Indian economy has shown a lot of resilience in the recent times. While the major economies were struggling to keep afloat, Indian economy was marching ahead with impressive growth rate. Even during the Covid, Indian economy was progressing at a decent rate. However, the recent upheaval in the world trade environment have impacted the Indian economy adversely, especially the reciprocal tariffs enforced by Trump administration. This is indeed going to slowdown the economy as a lot of jobs are at stake as are the future of various industries dependent upon the US orders.
The International Monetary Fund’s latest observation that India must “fire on all cylinders” serves both as a compliment and a caution. India remains the world’s fastest-growing major economy in a slowing global environment but it must act to sustain this trajectory. Maintaining the momentum demands reform, integration, and innovation working together in harmony. IMF Asia-Pacific Director Krishna Srinivasan’s remarks underscore a critical truth: India’s growth story cannot rely on a single engine. The country’s economic fundamentals are indeed robust — growth projected at around 6 per cent, inflation moderating, and the fiscal deficit under control. Yet, these strengths will not automatically translate into long-term prosperity unless India deepens its reform agenda and embraces a more outward-looking economic model.
The IMF’s advice is clear — India must strengthen domestic demand while simultaneously integrating more deeply with global trade networks. In recent years, India’s focus on self-reliance through the Atmanirbhar Bharat initiative has bolstered local manufacturing and reduced import dependence.
Srinivasan has rightly cautioned that India should not see domestic growth and global integration as two different things. The challenge is not to choose between the two, but to synchronise them.
Trade liberalisation, flexible labour laws, and regulatory simplification are the other “cylinders” that must be fired up. Despite significant reforms like the Goods and Services Tax (GST) and production-linked incentive schemes, India still faces bottlenecks that constrain private enterprise. Complex regulations, high tariffs, and labour rigidities continue to impede the scalability of industries. To attract global supply chains, India must make its trade regime more predictable and its business environment more agile.

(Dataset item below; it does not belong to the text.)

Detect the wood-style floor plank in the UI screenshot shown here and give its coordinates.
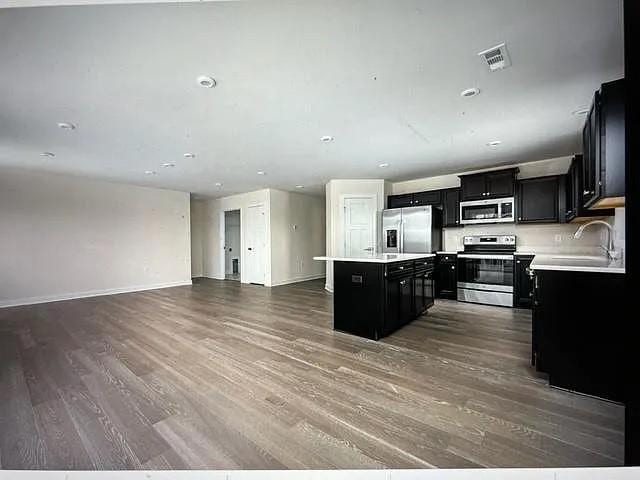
[0,279,623,470]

A more liberal trade posture could enable Indian industries to participate more fully in global value chains — particularly in electronics, green technology, and digital services, where demand is expanding. This would not only boost exports but also drive innovation, investment, and job creation. Domestic investment and innovation form another vital front. Strengthening financial markets, improving access to credit for small enterprises, and incentivising research and development will be crucial for sustaining productivity-driven growth. If India has to achieve the vision of Viksit Bharat by 2047, it must balance ambition with adaptability.